Mynet’in aktardığına göre, altın tahminlerine ilişkin bir açıklama da kuyumculardan geldi. Dünyadaki savaşlar ve gerginlikler nedeniyle altın fiyatlarının yükseldiğini söyleyen Samsun Kuyumcular Odası Başkanı Salih Özman, “Şu anda altın fiyatları dünya borsalarında 2 bin 400 doların üzerine çıktı. Türkiye’de gram altın fiyatı ise 2 bin 670 TL civarında seyrediyor. Bu bir müddet düşüş yaşamıştı. Fed’in faizleri daha hızlı artıracağı konuşuluyordu. Amerikan Merkez Bankası’nda (FED) altın fiyatları 2 bin 400 doların altına sarkıp 2 bin 370 dolarlara kadar gerilemişti. Ancak biz o zamanda da söylemiştik. Bu geri çekilmeler altın yatırımı yapmak isteyenler için bir fırsattı, bu fiyatlardan istifade etsinler diye. O dönemde Türkiye’de altın fiyatları 2 bin 300 TL’ye kadar gerilemişti. Ancak bu son dönemde Amerika’da işlerin yolunda gitmediği, Fed başkanlarının bir kısmının faiz indirimi konusunda acele edilmemesi gerektiğini ifade etmesi ile birlikte bankanın beklendiği kadar faiz indirmeyeceği ortaya çıktı. Benim şahsi kanaatim, faiz indirecekler ama bu faiz indirimi çok hızlı olmayacak. En azından bu sene bir kez faiz indirileceğini düşünüyorum” ifadelerini kullandı.

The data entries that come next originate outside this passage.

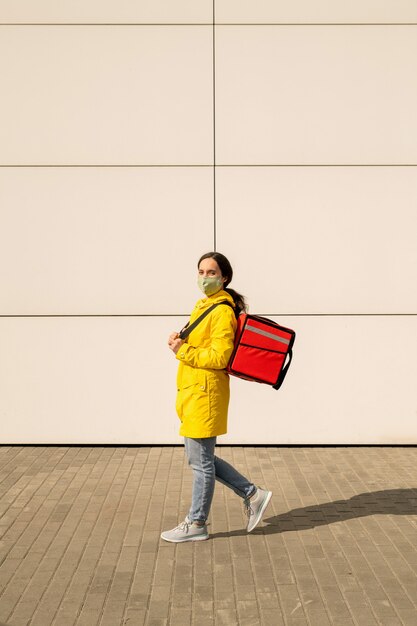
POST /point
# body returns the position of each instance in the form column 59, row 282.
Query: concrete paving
column 80, row 543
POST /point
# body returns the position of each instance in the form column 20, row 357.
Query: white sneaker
column 186, row 531
column 255, row 507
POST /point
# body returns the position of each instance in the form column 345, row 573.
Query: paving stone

Altının her zaman güvenilir bir liman olduğunun altını çizen Salih Özman, “Fed faiz indirmediğinde, uluslararası piyasalarda gelişmekte olan ülke para birimleri karşısında dolar değer kazandı. Her ne kadar şu anda Türkiye’de bir döviz bolluğu oluşturularak dövizin cazibesini yitirdiği görünse de, faizlerin yüksek olmasından dolayı bu söylentiler dolar kurunu yukarı çekti. Tabii ki sadece ekonomik gerekçeler altın piyasasını artırmıyor. Altın, her zaman güvenli limandır. Puslu ortamlarda, savaş ve kıtlık dönemlerinde insanlar için güvenilir bir kaynaktır ve her zaman insanlar bunu ellerinde tutmaya çalışır, dolayısıyla kazandırır” şeklinde konuştu.
Dünyadaki olayların altın piyasasını etkilediğine değinen Özman, “Dünya merkez bankaları ellerinde altın bulundurmaya devam ediyor. Türkiye Cumhuriyet Merkez Bankası da altın rezervlerini sürekli artıran, hatta her zaman ilk üç içinde rezervlerine alım yapan bir merkez bankasıdır. Kısacası, dünya merkez bankaları bile altını güvenli bir liman olarak gördüğü için ellerinde tutuyor. Bu da bir talep oluşturuyor. Tabii ki son dönemde İsrail’in Filistin’de yaptığı katliamlar ve ortadaki savaş tehdidi de altın piyasasını etkileyebiliyor” diye konuştu.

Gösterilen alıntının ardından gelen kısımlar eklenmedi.